A total of 216 patients were observed during the study period, of which 215 (99.5%) completed the STOP-Bang questionnaire and performed a portable or laboratory PSG. Of the 215 patients included in the final analysis, 137 (63.7%) performed a portable PSG and 78 (36.2%) performed a laboratory PSG. Of these 78 patients, 19 had previously performed a portable PSG, but due to technical errors or a clinical context the condition was not explained by a normal or near normal portable PSG, a laboratory PSG was ultimately performed. There were 6 patients in whom a negative portable PSG was not followed by a laboratory PSG because the study had been performed in excellent technical conditions and the patients described a full night's sleep.

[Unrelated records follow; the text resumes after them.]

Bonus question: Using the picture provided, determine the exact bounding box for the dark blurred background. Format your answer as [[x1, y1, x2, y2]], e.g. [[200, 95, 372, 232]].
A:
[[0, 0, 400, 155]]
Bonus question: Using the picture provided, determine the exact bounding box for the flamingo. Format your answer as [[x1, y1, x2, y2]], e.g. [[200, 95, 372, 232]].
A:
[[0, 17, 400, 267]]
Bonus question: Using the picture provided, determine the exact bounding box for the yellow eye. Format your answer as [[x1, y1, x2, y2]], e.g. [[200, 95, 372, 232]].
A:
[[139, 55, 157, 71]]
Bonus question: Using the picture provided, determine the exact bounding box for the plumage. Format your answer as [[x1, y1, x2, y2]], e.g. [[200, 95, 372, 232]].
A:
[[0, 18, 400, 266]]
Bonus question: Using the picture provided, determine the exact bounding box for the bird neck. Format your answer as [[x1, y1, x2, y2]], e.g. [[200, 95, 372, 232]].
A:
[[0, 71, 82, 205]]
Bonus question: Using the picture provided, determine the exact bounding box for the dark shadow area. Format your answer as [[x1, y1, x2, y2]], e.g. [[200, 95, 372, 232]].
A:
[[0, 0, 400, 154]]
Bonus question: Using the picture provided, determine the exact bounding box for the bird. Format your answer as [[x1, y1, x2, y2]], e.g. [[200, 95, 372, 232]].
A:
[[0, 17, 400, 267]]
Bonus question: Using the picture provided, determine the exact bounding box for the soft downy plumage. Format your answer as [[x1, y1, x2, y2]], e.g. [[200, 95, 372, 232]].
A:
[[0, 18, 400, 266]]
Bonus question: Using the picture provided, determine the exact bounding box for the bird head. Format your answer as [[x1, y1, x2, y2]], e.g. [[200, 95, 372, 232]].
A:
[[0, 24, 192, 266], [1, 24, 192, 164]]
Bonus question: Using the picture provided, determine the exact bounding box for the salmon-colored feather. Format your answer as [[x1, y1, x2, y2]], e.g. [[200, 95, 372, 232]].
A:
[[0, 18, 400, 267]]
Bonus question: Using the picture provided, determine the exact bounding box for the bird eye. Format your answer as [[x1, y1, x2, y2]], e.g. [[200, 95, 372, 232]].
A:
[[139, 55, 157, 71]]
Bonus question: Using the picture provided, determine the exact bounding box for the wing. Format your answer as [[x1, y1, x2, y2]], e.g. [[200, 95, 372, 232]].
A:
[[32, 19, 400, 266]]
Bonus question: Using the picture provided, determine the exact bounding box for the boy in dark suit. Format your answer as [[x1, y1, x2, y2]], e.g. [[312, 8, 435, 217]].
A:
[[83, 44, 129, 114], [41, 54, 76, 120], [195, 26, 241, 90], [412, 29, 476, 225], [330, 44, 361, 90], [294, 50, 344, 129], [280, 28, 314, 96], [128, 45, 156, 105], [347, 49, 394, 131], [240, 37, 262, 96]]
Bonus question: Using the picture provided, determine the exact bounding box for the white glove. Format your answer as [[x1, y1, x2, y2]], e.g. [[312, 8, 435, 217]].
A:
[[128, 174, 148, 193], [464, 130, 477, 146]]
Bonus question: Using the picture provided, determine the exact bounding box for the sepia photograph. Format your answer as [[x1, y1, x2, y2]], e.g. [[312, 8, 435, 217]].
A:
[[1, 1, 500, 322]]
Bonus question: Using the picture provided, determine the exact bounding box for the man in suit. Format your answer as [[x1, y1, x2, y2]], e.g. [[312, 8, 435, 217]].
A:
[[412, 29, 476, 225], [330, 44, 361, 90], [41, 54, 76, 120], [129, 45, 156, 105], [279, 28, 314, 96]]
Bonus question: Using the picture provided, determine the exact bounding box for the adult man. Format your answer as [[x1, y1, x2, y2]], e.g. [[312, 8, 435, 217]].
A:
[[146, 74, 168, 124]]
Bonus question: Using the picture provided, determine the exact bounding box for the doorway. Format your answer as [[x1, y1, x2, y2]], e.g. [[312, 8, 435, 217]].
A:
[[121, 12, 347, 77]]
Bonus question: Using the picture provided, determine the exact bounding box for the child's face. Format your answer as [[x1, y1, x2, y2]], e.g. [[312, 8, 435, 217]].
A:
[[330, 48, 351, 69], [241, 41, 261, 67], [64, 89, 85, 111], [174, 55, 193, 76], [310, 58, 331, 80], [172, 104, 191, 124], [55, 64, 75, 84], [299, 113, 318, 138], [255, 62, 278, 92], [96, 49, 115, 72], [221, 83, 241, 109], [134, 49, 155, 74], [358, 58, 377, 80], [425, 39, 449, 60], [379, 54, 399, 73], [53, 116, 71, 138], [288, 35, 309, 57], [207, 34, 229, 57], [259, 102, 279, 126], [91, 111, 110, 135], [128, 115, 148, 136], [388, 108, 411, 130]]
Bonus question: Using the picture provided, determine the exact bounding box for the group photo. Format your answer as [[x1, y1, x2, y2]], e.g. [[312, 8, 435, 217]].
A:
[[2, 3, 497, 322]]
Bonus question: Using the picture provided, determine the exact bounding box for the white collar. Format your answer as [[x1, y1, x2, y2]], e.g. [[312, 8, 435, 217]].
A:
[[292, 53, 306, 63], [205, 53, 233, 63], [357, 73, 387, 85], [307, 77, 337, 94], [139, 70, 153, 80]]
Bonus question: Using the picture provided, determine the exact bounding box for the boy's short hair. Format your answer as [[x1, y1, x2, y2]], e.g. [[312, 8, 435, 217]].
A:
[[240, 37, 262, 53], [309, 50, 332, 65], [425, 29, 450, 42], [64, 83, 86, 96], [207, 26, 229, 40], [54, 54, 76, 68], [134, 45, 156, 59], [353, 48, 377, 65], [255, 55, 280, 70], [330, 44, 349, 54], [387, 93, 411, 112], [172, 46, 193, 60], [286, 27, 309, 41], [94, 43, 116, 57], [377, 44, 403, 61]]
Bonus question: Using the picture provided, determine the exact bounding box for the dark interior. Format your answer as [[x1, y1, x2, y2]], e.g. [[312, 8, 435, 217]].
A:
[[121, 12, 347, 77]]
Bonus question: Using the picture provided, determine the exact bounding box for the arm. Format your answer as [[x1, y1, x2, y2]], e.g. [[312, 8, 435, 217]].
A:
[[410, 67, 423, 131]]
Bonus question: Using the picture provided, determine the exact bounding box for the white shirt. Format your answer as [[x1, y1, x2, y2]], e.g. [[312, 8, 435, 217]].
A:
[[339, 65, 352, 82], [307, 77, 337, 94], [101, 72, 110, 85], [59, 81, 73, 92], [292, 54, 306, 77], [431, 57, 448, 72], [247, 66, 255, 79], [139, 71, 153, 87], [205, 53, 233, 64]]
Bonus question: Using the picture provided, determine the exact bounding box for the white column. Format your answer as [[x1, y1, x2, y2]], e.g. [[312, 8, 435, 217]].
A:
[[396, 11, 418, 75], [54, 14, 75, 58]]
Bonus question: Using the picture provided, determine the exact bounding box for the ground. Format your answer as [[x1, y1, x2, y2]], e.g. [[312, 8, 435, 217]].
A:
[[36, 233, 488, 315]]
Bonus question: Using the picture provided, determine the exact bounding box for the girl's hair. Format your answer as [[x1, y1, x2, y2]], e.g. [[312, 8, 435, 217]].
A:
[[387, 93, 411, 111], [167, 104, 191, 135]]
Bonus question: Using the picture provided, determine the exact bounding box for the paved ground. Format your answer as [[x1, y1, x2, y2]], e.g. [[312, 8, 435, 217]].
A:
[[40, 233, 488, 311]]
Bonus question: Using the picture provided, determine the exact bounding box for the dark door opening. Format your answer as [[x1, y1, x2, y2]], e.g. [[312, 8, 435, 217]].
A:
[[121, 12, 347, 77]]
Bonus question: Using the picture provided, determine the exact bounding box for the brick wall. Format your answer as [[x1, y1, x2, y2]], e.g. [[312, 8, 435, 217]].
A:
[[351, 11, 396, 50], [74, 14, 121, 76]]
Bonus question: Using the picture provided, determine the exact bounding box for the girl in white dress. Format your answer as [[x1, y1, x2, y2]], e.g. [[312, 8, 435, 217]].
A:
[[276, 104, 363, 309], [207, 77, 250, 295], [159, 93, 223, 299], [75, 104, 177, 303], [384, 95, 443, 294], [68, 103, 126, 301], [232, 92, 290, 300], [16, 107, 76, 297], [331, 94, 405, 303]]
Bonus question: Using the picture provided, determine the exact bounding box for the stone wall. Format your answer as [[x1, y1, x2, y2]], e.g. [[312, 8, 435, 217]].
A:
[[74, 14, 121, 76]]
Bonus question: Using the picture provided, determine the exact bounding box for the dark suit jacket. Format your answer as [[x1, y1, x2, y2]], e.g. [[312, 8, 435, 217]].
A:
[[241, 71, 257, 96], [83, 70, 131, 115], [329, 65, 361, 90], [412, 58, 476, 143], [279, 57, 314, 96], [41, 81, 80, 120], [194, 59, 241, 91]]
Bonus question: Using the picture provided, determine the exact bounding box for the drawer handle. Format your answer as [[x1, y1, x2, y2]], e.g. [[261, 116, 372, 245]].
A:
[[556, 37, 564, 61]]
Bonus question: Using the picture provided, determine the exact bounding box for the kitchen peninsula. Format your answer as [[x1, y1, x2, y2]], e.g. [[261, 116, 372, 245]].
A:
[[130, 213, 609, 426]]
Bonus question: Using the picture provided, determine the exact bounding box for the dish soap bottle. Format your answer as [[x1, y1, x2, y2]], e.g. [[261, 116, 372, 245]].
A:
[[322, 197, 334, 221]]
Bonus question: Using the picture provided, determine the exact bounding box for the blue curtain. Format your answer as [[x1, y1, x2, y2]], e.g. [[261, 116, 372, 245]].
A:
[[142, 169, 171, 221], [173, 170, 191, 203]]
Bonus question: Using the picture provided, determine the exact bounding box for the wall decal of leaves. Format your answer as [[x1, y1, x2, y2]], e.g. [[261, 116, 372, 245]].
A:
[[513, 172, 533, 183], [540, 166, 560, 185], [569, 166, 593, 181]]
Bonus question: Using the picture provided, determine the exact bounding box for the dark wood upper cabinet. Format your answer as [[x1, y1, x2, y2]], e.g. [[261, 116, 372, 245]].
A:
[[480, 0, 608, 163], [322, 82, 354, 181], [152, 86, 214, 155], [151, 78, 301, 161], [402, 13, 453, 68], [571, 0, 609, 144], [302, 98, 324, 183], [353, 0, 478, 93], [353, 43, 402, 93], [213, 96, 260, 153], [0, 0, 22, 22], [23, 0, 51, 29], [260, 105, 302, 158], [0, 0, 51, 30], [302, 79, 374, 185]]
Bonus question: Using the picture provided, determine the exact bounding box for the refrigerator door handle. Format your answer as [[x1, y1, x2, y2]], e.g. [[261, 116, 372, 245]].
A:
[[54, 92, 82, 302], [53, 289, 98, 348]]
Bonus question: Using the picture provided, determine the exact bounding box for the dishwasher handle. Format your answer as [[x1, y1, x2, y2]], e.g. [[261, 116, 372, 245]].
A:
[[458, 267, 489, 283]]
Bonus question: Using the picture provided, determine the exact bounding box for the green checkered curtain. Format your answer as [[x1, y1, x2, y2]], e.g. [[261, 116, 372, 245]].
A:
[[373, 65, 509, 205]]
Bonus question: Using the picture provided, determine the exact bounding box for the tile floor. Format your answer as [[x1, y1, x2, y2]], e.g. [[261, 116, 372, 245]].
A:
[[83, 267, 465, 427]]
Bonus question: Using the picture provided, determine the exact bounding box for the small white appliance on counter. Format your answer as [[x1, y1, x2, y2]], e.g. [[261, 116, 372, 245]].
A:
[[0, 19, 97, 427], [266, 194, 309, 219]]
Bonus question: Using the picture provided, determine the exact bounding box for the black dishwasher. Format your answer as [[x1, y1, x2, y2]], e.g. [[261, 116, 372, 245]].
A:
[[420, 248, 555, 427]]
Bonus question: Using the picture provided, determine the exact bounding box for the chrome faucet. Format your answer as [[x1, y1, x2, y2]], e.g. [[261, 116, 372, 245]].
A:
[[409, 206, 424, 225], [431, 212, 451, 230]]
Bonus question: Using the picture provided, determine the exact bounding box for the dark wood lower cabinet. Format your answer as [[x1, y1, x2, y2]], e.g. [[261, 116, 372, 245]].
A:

Descriptive summary statistics, STOP-Bang characteristics, AHI of the patient population and comparison of OSA and non-OSA groups are displayed in Table 1. Although greater or more prevalent in the OSA group, Epworth score, tiredness, BMI >35 kg/m2, and age >50 years were the only characteristics which were not significantly different between the OSA and non-OSA group. Of the 215 patients included for analysis 168 (78%) had OSA of which, 50 (29.8%), 56 (33.3%), and 62 (36.9%) had mild, moderate, and severe OSA, respectively. In the non-OSA group, 3.4% of the patients had no sleep disorder while 9.3% had isolated insomnia, 3.3% had isolated restless legs, 2.3% had central sleep apnea syndromes, 1.7% had idiopathic hypersomnia, 1.0% had narcolepsy, 1.0% had parasomnia and 0.5% had period leg movement disorder (isolated). The distribution of patients according to their STOP-Bang score is detailed in Figure 1. Most patients had a STOP-Bang score of 4 (19.5%), 5 or 6 (both with 20.9%).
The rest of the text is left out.